The Entertainment Software Association (ESA), however, called the shooting “an unspeakable tragedy” but said that there is no evidence to suggest that violent games lead to violent behavior.
“We cannot comment on the specifics of this case,” a statement from ESA’s president, Douglas Lowenstein, said, “but instead of finger-pointing at a game played by millions of Americans every day, we should be asking what led to the actions of these two children.
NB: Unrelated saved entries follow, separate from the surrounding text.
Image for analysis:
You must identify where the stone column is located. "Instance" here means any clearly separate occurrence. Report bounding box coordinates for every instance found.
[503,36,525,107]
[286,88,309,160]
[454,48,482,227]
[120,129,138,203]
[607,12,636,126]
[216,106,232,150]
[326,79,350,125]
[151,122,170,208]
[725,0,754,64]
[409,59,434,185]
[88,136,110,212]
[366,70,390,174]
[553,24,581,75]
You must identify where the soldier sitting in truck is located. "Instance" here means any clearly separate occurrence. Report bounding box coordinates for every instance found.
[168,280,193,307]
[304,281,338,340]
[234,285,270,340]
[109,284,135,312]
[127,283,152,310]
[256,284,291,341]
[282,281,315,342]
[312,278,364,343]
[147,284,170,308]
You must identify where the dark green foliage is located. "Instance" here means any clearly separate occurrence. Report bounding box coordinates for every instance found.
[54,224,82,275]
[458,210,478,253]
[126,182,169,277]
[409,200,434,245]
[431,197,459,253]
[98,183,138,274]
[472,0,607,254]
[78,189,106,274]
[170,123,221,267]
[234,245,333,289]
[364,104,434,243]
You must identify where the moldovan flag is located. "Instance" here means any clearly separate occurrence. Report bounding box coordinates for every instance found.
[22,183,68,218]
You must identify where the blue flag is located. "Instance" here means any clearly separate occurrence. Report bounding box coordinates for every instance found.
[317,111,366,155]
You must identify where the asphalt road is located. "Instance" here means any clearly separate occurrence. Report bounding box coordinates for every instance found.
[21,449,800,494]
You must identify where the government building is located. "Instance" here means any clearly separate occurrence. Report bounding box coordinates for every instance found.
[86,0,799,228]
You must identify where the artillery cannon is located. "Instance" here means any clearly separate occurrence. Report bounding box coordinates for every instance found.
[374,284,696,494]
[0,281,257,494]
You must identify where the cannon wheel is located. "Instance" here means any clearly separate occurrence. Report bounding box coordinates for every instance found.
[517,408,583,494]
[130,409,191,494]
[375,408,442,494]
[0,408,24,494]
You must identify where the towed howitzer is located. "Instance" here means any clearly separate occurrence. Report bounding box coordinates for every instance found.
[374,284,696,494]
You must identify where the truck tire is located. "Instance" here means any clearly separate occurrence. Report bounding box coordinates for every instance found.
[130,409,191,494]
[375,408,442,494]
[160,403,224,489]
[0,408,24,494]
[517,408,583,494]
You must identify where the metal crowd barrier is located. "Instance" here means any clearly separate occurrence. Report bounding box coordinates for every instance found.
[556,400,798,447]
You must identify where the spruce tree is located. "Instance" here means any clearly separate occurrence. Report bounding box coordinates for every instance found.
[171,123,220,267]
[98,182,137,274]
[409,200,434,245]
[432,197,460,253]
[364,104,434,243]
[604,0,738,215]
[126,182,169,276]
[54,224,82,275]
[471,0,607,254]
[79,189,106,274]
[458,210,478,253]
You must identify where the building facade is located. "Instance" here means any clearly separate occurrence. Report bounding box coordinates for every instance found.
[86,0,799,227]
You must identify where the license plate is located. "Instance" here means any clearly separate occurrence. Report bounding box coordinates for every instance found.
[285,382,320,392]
Given the science and given the fact that these teenagers had unsupervised access to shotguns and made the decision to fire them on innocent motorists, blaming video games is misguided and counterproductive.”
James Parker, professor of worldview and culture at Southern Baptist Theological Seminary in Louisville, Ky., said the Grand Theft Auto case highlights the need for government to allow free speech but simultaneously restrict speech that incites criminal action.
“By their very nature, video games are interactive and might lend themselves to acting out more so than reading, for example. Clearly, something that incites criminal action is not covered by free speech. Yelling, ‘Fire,’ in a theater, for example, is not protected by free speech,” Parker said. “In this case, jurors will have to weigh very carefully the bounds of free speech.”
The 6th Circuit Court of Appeals ultimately dismissed Thompson’s 1997 claim regarding the Paducah shooting, ruling that it was “simply too far a leap from shooting characters on a video screen to shooting people in a classroom.”
But the Tennessee case is much different, Talley told The San Francisco Chronicle.
“The child in [the Paducah] case said video games didn’t have any impact. These kids [the Buckners] said point-blank this is just like Grand Theft Auto III,” Talley noted said.